«The Eyeire» by Jiacheng Wang

«The Eyeire» by Jiacheng Wang

In her evocative short film The Eyeire, director and lead performer Jiacheng Wang explores a chillingly “progressive” dystopia where the pursuit of enlightenment has been weaponised into a form of social control. In this world, a radicalised interpretation of Buddhist philosophy dictates that the path to Nirvana requires the total eradication of emotion, viewed by the state as inherently damaging and regressive.

The narrative follows Synesthesia, a protagonist burdened by her role as the society’s sole empath. Possessing hyper-human senses in a culture that mandates emotional numbness, she finds herself profoundly isolated after suffering a sexual assault. Rather than receiving justice or empathy, she is met with the cold indifference of a system that views her trauma as a mere attachment to be suppressed. Her journey becomes a revolutionary act of reclaiming the “gaze”—an attempt to find a cure not just for her pain, but for the systematic repression of the human spirit.

Visually, the film is a triumph of atmospheric storytelling. The cinematography by Eva Wu is exceptionally curated, capturing the sterile, disciplined beauty of this “Eyeire” with a precision that makes the protagonist’s internal sensory overload feel even more visceral. Every frame serves to highlight the tension between the pristine, emotionless world and the raw, prohibited desires of the individual.

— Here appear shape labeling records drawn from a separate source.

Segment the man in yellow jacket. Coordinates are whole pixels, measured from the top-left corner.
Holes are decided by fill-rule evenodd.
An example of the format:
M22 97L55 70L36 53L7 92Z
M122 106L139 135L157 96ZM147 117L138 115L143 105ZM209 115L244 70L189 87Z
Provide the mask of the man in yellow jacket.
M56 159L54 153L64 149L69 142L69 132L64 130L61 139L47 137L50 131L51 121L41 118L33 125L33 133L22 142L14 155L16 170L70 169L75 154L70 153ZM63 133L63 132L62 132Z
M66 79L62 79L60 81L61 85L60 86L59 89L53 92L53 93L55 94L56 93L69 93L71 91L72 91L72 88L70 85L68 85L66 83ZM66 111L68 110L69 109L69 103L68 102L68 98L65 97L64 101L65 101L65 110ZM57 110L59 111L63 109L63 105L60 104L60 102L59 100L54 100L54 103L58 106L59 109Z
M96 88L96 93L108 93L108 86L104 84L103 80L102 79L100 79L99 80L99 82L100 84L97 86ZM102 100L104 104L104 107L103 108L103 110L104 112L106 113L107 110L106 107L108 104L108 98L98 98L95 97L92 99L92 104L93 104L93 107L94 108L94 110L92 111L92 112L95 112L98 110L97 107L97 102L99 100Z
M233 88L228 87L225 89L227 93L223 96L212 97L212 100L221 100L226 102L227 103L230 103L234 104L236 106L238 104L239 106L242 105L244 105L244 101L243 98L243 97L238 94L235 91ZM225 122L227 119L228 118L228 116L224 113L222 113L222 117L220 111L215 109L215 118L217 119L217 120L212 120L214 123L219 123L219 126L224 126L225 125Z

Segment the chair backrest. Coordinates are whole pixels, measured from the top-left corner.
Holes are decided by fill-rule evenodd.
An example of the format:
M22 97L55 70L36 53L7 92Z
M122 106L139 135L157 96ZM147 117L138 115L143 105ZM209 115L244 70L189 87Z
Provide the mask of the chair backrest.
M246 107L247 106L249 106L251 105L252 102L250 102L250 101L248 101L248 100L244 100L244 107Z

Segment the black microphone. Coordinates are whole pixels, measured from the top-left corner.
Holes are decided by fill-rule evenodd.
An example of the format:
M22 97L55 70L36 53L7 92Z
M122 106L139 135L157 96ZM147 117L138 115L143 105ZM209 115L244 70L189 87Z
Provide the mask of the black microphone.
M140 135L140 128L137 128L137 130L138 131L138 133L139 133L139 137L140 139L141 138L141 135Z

It is this sophisticated blend of philosophical inquiry and visual artistry that led The Eyeire to be named Best Experimental Film at the Rome Prisma Film Awards this past October. Wang has crafted a compassionate yet haunting reflection on generational violence and the collective unconscious, questioning whether a world without suffering is worth inhabiting if it also requires a world without feeling.